Why you should soak beans and legumes

As a vegan you will be, instead of defrosting meat, getting into the habit of soaking beans and legumes for your evening meal. 

I quickly learned as a vegan who ate more beans and legumes than the average meat-eater, and even vegan, that these things also came in packs, not just cans.

The first time I tried cooking lentils, for example, I just threw ‘em straight into the pan, from the pack, and now don’t eat them unless I soak them first. 

But why do we soak beans? Is there a benefit to getting dried beans and soaking them before cooking them? Why not just get canned beans and save myself the fuss?

All will be answered shortly, but firstly, let’s go through the main few questions.

Should you soak beans before cooking them?

Soaking beans prior to cooking helps them to cook through better, reducing cooking time to around half.

As well as this added benefit, soaking beans also help to clean them more thoroughly, as beans can’t be cleaned prior to packing for fear of mould developing. 

Okay, so now we know that soaking beans helps them to cook through better, and clean them more. 

How long should you soak beans for?

You should as a rule of thumb aim for generally 4-12 hours when soaking beans, legumes and lentils. Although I’d personally prefer to aim for the 8-12 hour mark. 

This gives you adequate time to ensure your beans are ready to start cooking. 

Is it healthier to soak beans?

It’s not necessarily healthier, but soaking beans does improve the bioavailability of nutrients and help to reduce anti nutrients.

Anti nutrients such as saponins and phytates; which can bind to valuable nutrients and negatively affect absorption. 

What are saponins?

According to research, saponins are plant by-products, with certain types that can be irritating to the respiratory and digestive tract. 

What are phytates?

Phytates are technically antioxidants, which you could argue are beneficial for the human body. However, research shows that phytates also have the tendency to bind to minerals such as iron, caIcium, and manganese, preventing your body from absorbing them.

In that case, you may not want to skip the soaking prior to cooking your beans, considering you’d get a better nutritional bang for your buck if you didn’t.

Should you cook beans in the soak water?

Ideally you’d want to drain off the excess “bean water” considering they’re likely to be filled with phytates and saponins that are better off discarded.

The exception of course being if you need aquafaba (or chickpea water) for a vegan recipe that calls for it, in that case you’d save it. 

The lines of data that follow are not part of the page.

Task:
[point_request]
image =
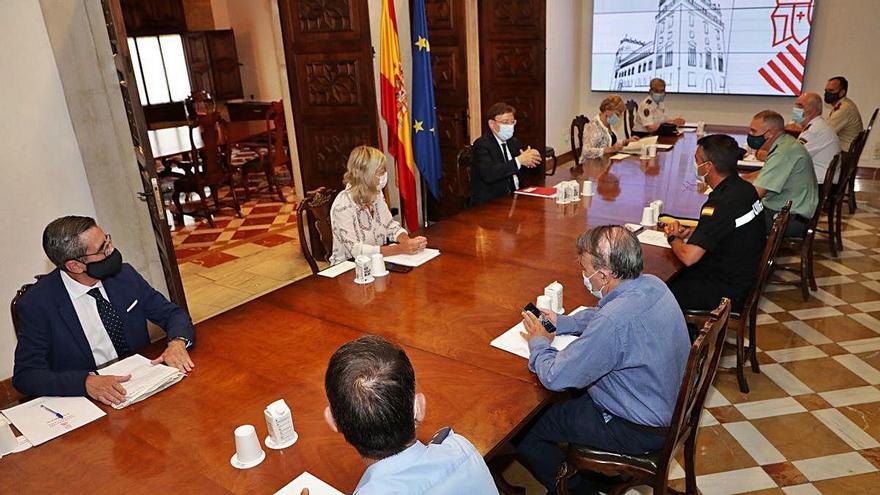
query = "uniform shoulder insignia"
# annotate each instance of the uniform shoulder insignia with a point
(441, 435)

I personally, do not cook my beans in the soak water, and I feel my stomach thanks me for it!

Benefits of soaking dried beans vs canned 

Although canned beans and peas will forever be convenient, there are quite a few advantages to soaking them instead.

Firstly being the nutrient preservation and minimal processing for the dried beans, allows you to work with the most unadulterated possible version of the legume.

Other than the lack of heavy metals found almost exclusively in canned foods, you also have the monetary benefit of not having to buy more chickpeas every time you need a portion.

It’s actually cheaper and you can make about 2-3x more meals with the dried alternative, all for the sake of convenience. 

Not to mention there’s less aluminium mined from the ground when you don’t buy canned beans, it’s a win-win. 

Soaking your beans and legumes

We hope you learned a thing or two about soaking beans and legumes and the benefits of which.